Gli analisti hanno quasi perso la voce a furia di ripeterlo: non si devono mai dimenticare le commissioni, i costi tecnici e la tassazione. Eppure molti investitori, anche fra i più esperti, spesso scordano quanto le spese legate a un fondo possano influire realmente sul rendimento finale.
Nel sistema dei fondi comuni, competitivo per natura, la partita si dovrebbe giocare sul rapporto fra prezzo e qualità. Ma questo stenta a verificarsi nel sistema distributivo italiano, dove le società continuano a indirizzare i propri clienti solo verso i prodotti di casa. Una parte della responsabilità va anche al risparmiatore che spesso compra un prodotto offerto dalla sua banca, senza cercare altrove. L’attenzione, poi, si concentra sul rendimento attuale e su quello ottenuto in passato. Solo in un secondo tempo si pensa a rischi e costi sostenuti per conseguirlo.
Leggere i costi
Dalle diverse analisi di Morningstar emerge che non sempre i comparti che si fanno pagare di più, sono migliori di quelli dei concorrenti. All’interno delle singole schede fondi, il costo di un prodotto è infatti messo a confronto con quello degli strumenti appartenenti alla stessa categoria. Non si tratta di una semplice media, ma più di un calcolo che prende in considerazione anche i canali di distribuzione impiegati e la struttura interna del costo complessivo.
Morningstar calcola il "livello commissionale" tenendo conto dei diversi profili dei costi dei fondi: in questo modo si determina una sorta di rating dei prezzi, in cui il 20% dei fondi del gruppo di riferimento più economico è classificato come “basso”, il successivo 20% come “sotto la media”, e i seguenti 20% come “in media”, “sopra la media” e “alto”.

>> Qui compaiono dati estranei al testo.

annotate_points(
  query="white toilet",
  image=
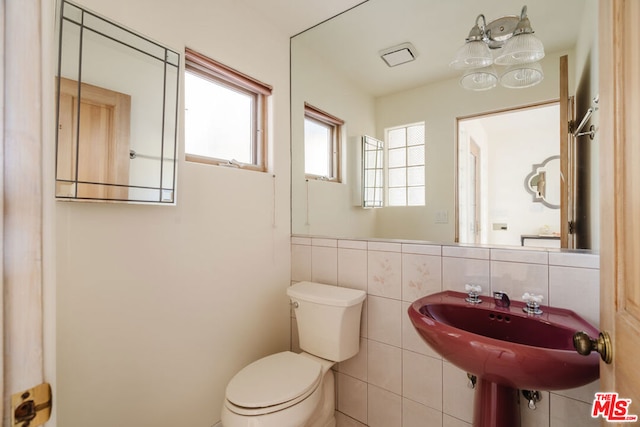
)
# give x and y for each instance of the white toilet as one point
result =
(297, 390)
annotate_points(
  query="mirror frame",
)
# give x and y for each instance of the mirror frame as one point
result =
(101, 189)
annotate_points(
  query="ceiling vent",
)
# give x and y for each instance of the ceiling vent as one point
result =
(400, 54)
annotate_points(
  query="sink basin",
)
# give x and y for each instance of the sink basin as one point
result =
(506, 348)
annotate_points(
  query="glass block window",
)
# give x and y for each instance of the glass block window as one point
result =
(406, 165)
(372, 172)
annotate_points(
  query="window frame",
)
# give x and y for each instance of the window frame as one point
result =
(209, 69)
(334, 124)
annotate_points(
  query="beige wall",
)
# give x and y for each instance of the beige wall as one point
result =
(158, 306)
(438, 105)
(321, 207)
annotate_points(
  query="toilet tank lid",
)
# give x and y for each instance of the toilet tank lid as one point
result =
(320, 293)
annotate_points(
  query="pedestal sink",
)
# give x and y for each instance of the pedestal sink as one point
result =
(506, 348)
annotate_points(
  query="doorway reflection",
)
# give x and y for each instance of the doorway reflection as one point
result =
(495, 154)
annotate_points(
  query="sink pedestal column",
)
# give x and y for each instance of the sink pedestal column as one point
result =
(495, 405)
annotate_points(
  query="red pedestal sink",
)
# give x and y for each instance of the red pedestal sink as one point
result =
(506, 348)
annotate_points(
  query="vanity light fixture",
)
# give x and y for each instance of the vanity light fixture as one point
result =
(515, 46)
(399, 54)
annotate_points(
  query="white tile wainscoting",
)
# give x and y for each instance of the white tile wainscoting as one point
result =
(396, 380)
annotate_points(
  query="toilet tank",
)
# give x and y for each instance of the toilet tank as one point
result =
(328, 319)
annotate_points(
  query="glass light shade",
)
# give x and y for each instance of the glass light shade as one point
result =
(474, 54)
(522, 75)
(521, 49)
(479, 79)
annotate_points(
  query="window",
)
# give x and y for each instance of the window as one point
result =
(372, 172)
(225, 114)
(321, 144)
(405, 165)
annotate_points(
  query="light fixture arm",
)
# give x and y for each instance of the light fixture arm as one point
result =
(478, 32)
(524, 26)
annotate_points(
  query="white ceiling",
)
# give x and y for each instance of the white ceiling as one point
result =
(437, 28)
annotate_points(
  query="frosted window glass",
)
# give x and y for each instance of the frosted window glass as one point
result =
(415, 155)
(218, 120)
(397, 196)
(397, 138)
(317, 146)
(406, 165)
(397, 157)
(415, 135)
(416, 196)
(415, 176)
(397, 177)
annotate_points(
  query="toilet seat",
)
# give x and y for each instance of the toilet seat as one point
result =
(273, 383)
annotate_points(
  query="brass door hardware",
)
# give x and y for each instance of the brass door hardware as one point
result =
(585, 345)
(31, 408)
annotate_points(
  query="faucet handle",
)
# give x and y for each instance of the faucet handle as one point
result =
(473, 288)
(474, 292)
(531, 298)
(533, 303)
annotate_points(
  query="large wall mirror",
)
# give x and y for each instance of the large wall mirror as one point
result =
(337, 66)
(117, 112)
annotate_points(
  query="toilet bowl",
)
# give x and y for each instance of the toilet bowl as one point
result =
(282, 390)
(298, 389)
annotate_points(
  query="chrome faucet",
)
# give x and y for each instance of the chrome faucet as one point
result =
(501, 299)
(474, 293)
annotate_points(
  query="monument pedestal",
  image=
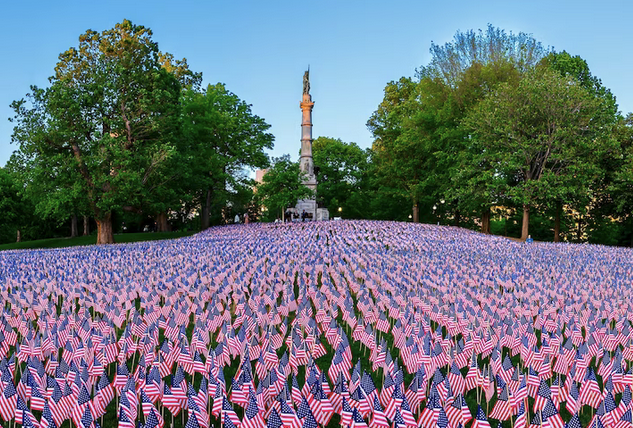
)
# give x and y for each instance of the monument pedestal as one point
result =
(323, 214)
(309, 206)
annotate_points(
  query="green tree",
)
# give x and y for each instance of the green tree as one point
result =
(282, 186)
(342, 176)
(12, 207)
(108, 120)
(224, 137)
(541, 134)
(397, 166)
(449, 62)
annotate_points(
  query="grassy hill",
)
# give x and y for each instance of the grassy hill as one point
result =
(92, 239)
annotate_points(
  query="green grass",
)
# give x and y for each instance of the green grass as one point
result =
(92, 239)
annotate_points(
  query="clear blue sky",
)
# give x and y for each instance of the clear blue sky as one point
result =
(260, 49)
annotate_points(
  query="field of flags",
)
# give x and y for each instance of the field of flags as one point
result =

Le diverse classi di uno stesso fondo possono avere profili differenti, a secondo se sono no load (prodotto sottoscrivibile senza il pagamento di alcuna commissione di ingresso, nè uscita). Nel verificare come si colloca in termini di fee complessive (commissioni), sono presi in considerazione non solo i fondi della stessa categoria no load, ma vengono aggiunti anche quelli simili che prevedono invece una commissione di ingresso (che solitamente costano di più) e quelle classi di attività istituzionali (spesso meno onerosi dei colleghi retail).
Nel profondo dei costi
All’interno della voce costo, con la nuova direttiva comunitaria europea Ucits IV, sono comprese altre spese, dette “correnti”. Si tratta di un indicatore che va a sostituire il Ter (Total expense ratio), calcola la percentuale di costo sul patrimonio medio del fondo e include, oltre alle commissioni di gestione, anche le spese di revisione, di pubblicazione del valore della quota, il compenso per la banca depositaria, le spese legali e giudiziarie e il contributo di vigilanza. Si escludono le fee di intermediazione che i gestori sostengono per pagare e vendere i titoli, gli oneri di ingresso e uscita a carico del risparmiatore e quelli fiscali.
E’ quindi importante nella scelta di uno strumento di investimento conoscere quali spese accessorie si sommano al Ter, soprattutto se non si ha intenzione di tenere un fondo a lungo termine. Morningstar da queste basi ha costituito un nuovo parametro per tenere traccia di questo valore, denominato Ongoing charge (spese correnti).
Il prezzo del fisco
Per quanto riguarda gli aspetti fiscali la parola chiave è evoluzione. Nel 2011 vi è stato il cambio della modalità della tassazione, applicata non più sul maturato, ma sul realizzato. Nel 2012 è stata ritoccata al rialzo, dal 12,5% al 20%, l’aliquota di tassazione sulle plusvalenze ed è stata introdotta l’imposta di bollo sugli investimenti finanziari, tra cui i fondi comuni. Quest’ultima nel 2014 è stata rincarata, passando dallo 0,15% allo 0,20% dell’importo investito, eliminando il minimo annuo pari a 34,20 euro. Non solo, ma nel 2013 è arrivata anche la Tobin Tax a pesare sui portafogli degli investitori e, secondo i piani attuali di governo, presto sarà alzata nuovamente l’aliquota delle plusvalenze, prevista al 26% a decorrere dal primo maggio. Secondo un’analisi dei costi di Morningstar, in Italia l’investitore non può non considerare anche questi fattori, poiché l’Italia si posiziona tra i paesi europei più cari sul versante fiscale, superando la media delle spese correnti in Europa che sono pari all’1,08%.